Los pájaros son comunicadores de exterioridad. No saben lo que comunican. Ni siquiera saben que comunican. Aunque, en realidad, ¿por qué comunican los pájaros? ¿Por qué mejor, no contactan? Así escapamos de una vez de esa maldita necesidad de “comunicación” que nos llevó a hiperhablarnos, a estar todo el tiempo enredados con el otro, sabiendo qué hace, qué no hace, por qué no hace si debería hacerlo y por qué hace si no debería. Después viene la red. Después viene Facebook.

Y ahora viene la temible e irreversible, parece, estrategia de las 5G. Para alterar, de una buena vez por todas, el equilibrio electromagnético de la biosfera. Porque resulta difícil negar la relación entre la agresión viral que padecemos y el resultado de un desequilibrio electromagnético[1].

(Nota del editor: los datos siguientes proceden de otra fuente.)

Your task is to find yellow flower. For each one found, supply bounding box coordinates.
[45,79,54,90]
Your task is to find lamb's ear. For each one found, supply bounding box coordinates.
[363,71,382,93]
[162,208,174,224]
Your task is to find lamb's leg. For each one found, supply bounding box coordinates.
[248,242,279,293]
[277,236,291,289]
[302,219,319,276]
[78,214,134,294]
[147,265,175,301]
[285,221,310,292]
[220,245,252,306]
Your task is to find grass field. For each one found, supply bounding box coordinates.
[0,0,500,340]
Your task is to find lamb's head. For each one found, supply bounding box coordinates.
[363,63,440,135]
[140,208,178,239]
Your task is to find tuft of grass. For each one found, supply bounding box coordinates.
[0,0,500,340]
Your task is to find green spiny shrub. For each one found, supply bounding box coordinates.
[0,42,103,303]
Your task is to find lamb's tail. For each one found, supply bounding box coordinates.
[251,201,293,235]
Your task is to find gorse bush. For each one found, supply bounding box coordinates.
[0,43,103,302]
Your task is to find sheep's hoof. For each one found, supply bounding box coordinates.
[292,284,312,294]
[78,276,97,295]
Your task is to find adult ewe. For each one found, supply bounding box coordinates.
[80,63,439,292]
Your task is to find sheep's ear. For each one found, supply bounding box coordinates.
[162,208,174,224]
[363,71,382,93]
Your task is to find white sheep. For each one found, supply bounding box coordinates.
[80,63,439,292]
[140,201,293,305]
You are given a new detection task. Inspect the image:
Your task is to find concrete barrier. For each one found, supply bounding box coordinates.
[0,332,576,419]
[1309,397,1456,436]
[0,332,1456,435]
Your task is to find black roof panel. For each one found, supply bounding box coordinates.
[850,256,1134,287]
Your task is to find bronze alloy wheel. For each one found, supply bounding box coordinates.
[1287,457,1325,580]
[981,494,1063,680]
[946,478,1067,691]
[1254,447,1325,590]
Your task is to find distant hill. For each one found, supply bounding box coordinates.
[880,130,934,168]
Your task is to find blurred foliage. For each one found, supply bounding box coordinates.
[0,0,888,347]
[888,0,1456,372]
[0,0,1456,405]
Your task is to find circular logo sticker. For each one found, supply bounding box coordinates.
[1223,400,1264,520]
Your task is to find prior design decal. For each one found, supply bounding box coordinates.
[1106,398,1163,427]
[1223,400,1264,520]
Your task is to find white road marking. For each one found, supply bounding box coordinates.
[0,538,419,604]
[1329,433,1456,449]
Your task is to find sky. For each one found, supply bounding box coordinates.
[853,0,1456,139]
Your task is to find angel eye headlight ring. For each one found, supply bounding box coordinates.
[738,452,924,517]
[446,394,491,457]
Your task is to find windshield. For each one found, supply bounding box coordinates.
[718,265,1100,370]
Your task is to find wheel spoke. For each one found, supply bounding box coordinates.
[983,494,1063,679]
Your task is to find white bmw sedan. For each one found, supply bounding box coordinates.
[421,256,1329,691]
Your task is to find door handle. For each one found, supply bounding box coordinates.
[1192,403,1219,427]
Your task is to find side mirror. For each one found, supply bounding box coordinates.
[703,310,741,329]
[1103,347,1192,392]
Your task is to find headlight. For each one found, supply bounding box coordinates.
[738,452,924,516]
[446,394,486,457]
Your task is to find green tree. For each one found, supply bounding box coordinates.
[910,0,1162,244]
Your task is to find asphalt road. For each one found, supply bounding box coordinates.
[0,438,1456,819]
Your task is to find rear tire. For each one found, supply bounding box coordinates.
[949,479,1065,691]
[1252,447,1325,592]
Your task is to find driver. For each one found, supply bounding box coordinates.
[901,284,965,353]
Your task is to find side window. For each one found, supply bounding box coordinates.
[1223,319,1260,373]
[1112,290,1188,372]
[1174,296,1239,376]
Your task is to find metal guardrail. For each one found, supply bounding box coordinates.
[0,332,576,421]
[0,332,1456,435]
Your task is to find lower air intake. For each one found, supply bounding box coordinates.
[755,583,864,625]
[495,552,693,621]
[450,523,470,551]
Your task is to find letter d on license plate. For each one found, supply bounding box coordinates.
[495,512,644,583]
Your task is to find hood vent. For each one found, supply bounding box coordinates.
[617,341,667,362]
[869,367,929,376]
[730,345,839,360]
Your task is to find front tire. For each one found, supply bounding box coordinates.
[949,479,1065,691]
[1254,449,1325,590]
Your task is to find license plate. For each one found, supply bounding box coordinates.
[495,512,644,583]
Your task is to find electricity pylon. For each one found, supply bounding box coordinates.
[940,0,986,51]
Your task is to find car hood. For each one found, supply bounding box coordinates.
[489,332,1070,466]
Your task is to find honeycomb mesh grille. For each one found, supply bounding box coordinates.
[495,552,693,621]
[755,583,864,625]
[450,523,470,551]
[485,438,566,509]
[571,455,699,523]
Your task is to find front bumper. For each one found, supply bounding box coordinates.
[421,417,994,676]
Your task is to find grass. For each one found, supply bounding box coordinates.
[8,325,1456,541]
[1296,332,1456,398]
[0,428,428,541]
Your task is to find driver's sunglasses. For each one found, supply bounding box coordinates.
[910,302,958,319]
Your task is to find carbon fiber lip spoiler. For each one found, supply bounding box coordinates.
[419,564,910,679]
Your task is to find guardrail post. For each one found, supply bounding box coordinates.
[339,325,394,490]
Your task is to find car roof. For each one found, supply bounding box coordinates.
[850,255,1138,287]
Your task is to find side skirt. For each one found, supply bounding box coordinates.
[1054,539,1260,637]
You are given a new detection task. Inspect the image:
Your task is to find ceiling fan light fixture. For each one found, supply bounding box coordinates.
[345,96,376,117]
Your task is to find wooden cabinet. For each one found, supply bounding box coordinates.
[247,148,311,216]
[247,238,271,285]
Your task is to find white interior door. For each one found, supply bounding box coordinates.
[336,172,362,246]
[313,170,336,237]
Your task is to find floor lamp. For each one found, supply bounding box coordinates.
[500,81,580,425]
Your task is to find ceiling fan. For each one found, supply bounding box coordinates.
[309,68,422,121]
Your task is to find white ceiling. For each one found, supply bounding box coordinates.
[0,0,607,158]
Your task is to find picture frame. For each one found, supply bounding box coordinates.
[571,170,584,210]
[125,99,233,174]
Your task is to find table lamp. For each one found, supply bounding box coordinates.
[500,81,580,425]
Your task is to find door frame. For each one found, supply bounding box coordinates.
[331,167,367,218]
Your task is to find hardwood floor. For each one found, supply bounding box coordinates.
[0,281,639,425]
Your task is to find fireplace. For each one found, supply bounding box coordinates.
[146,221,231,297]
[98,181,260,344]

Es cierto que T.S. Eliot escribió en 1922 La tierra baldía, uno de los grandes poemas del siglo XX y, por qué no, de la poesía occidental. Eliot denuncia allí —denuncia es un decir, en realidad no denuncia nada: consigna—, de manera totalmente coloquial muy de un poeta (todavía) norteamericano y, por lo tanto, maestro del lenguaje coloquial, el mal de la época: la incomunicación. Eliot la atribuye a la modernidad y deja pasar, por debajo de un texto fragmentado y poco “comprensible”, una nostalgia inequívoca del mito. Al final del poema hay una serie de notas aclaratorias y el lector respira. Del mismo año son Ulises de James Joyce y Trilce de César Vallejo. A diferencia de La tierra baldía, el texto de Joyce no se aclara por el autor. Muy por el contrario, en su obra significativa siguiente, Finnegans Wake, Joyce clausura las posibilidades de entendimiento con el lector y se encomienda al futuro, un futuro que no tiene visos de llegar. Joyce clausura el futuro con una obra de clausura. La literatura es contingencia. O no es absolutamente nada. Lo mismo podría decirse de Trilce. La guerra civil española le pegó de lleno en la culpa a Vallejo y, lo mismo que su compañero de letras, Neruda, reniega de la oscuridad significante de aquella obra y empieza la escritura que lo llevaría a ser el Vallejo reconocido: la de Poemas humanos, de 1939. Neruda haría lo mismo en su Canto general en relación a su obra anterior, Residencia en la tierra.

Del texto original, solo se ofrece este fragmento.